Mary is an ordinary woman, sitting in a typical room that can reveal to the perceptive historian the neglected structures of late medieval society. Or again, Mary is the theotokos, the Mother of God, she through whom creation was made new and humanity reconciled with God. Are we to choose between the two stories?
This year, unusually, the traditional date for the Annunciation, 25 March, falls within Holy Week. This offers us an opportunity to meditate on the relation between beginning and end, between the conception of Christ and his death. For the incarnate Son of God lived his humanity "even unto death, death on a cross" (Philippians ii.8). The story of the incarnation is throughout steeped in paradox: the sustainer of the universe was nurtured at his mother's breast; the author of life was slain.
Braudel is right. Because he who was God became fully human, he submitted himself to the structures of everyday life. St Luke emphasised the context of ordinary Jewish piety in which Mary lived. Her unconditional "yes" to the will of God was prefigured by that of her cousins Elizabeth and Zachariah. The angel who comes to announce the birth of John the Baptist interrupts the latter in the course of his regular priestly duties. And when the baby is presented in the Temple we encounter the elderly Simeon and Anna, whose years of steadfast devotion are rewarded by a glimpse of their Messiah. This was the spiritual furniture of Mary's life: patient and humble prayer, without ostentation.
As a result, the Son of God too inhabited the structures of everyday life. He was dependent upon the agricultural economy of Palestine, its olives, its corn and its sheep. He was subject to the God-given commandments of his people, and the man-made authority of the Roman empire. He too breathed the air of Jewish piety, and prayed in the inherited language of the Psalms. He too submitted to the basic laws of biology: he hungered, he thirsted, he grew weary, he wept.
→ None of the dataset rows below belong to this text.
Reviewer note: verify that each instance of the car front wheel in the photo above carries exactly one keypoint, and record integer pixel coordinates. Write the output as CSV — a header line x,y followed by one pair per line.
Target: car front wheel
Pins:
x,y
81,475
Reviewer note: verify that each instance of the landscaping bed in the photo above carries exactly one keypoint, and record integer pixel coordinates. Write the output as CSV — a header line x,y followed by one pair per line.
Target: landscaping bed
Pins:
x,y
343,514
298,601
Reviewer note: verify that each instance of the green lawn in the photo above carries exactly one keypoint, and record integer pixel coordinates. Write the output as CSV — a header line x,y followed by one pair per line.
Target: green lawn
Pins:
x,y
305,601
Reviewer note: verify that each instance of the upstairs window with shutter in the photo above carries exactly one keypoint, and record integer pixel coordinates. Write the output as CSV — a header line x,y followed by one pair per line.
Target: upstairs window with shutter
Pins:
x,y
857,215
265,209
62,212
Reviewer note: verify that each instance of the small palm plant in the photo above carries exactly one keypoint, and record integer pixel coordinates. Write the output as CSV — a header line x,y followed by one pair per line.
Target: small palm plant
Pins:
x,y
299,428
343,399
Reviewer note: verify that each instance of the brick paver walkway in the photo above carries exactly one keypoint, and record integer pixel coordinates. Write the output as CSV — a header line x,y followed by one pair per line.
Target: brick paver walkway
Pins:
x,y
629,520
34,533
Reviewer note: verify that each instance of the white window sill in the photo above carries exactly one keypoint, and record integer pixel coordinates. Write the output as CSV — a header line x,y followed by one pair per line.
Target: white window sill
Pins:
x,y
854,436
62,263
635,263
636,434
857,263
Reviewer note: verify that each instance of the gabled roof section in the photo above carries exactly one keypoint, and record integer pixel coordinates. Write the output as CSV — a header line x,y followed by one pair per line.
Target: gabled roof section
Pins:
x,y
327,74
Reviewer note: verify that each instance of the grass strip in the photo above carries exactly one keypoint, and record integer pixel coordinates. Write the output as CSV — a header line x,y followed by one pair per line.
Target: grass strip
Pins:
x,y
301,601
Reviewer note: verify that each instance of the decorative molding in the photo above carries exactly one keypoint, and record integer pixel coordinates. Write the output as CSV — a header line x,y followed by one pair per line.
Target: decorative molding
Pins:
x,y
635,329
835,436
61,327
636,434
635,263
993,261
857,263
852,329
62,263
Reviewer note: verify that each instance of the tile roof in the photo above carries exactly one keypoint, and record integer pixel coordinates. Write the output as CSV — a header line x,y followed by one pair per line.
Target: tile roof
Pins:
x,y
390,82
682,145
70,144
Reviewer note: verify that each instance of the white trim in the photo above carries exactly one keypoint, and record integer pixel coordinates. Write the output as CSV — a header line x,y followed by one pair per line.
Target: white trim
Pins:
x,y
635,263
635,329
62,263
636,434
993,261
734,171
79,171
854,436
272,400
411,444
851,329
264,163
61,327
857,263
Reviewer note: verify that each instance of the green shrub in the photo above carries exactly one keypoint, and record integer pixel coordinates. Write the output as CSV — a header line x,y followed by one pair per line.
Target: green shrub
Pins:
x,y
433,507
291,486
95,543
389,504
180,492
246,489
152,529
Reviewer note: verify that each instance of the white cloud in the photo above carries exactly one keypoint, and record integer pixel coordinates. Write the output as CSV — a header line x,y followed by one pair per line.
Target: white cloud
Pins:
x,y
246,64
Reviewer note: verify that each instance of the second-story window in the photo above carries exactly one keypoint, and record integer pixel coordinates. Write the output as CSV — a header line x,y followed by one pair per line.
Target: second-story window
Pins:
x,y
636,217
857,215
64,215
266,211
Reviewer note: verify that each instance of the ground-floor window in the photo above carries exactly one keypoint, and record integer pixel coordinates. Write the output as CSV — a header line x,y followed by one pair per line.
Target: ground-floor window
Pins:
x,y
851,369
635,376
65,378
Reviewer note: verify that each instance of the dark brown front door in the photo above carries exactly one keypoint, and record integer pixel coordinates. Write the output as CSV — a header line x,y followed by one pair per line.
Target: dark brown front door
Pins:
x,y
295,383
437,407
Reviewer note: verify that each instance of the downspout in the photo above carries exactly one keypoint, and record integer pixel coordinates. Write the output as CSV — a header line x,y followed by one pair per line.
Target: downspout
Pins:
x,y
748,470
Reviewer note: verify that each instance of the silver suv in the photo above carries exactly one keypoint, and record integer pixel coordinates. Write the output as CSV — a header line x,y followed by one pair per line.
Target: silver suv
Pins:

And inevitably, inexorably, he too came to share our fate of death. There was no compromise with the limitations of human existence.
And yet, Fra Angelico was also right. For the subsequent resurrection was simply the completion of the work begun in Mary's womb. It was through his humanity, through his sharing in Mary's flesh, that Christ restored life to the human race. The ordinary girl from Galilee was indeed the mother of God.
What does all this mean for the structures of our everyday life? Our world is undergirded by a truth lying deeper than Braudel's patterns - the fact of the incarnation. God dwelt within his own creation in order to reconcile it to himself. The extraordinary has become ordinary; nature has been saturated with grace. The poet Gerard Manley Hopkins compared the Blessed Virgin to "the air that we breathe". The basic, vital, element of his existence was the mercy granted through Mary's motherhood, by the life, death and resurrection of her son.
Such are the structures of the Christian's everyday life. Like a sharp- eyed historian, we do well when we remember the furniture.